Poster
DOF-GS: Adjustable Depth-of-Field 3D Gaussian Splatting for Post-Capture Refocusing, Defocus Rendering and Blur Removal
Yujie Wang · Praneeth Chakravarthula · Baoquan Chen
Gaussian Splatting techniques have recently enabled high-quality 3D scene reconstruction and real-time novel view synthesis. These approaches, however, are limited by the pinhole camera model and lacks support for modeling and rendering defocus effects. Departing from this, we introduce DOF-GS --- a new framework that aussian Splatting with a finite-aperture camera model and explicit, differentiable defocus rendering, enabling it to function as a post-capture control tool.
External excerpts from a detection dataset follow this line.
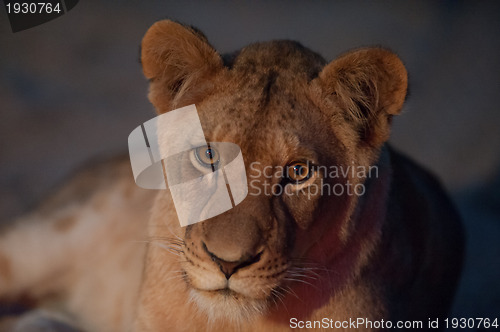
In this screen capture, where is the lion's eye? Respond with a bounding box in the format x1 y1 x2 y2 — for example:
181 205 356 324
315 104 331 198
287 162 312 183
194 146 219 167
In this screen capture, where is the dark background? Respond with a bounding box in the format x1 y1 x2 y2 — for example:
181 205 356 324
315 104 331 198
0 0 500 326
DOF-GS enables dynamic depth-of-field (DOF) adjustment through on-demand post-capture aperture and focal distance control for the first time, to the best of our knowledge. By using multi-view images with moderate defocus blur as input, our framework learns inherent camera characteristics and reconstruct sharp details of the underlying scene, particularly, enabling rendering with varying DOF effects, post-capture and optimization. Additionally, our framework extracts circle-of-confusion cues during optimization to identify in-focus regions in input views, enhancing the reconstructed 3D scene details. Experimental results demonstrate that DOF-GS supports post-capture refocusing, adjustable defocus and high-quality all-in-focus rendering, from multi-view images with uncalibrated defocus blur.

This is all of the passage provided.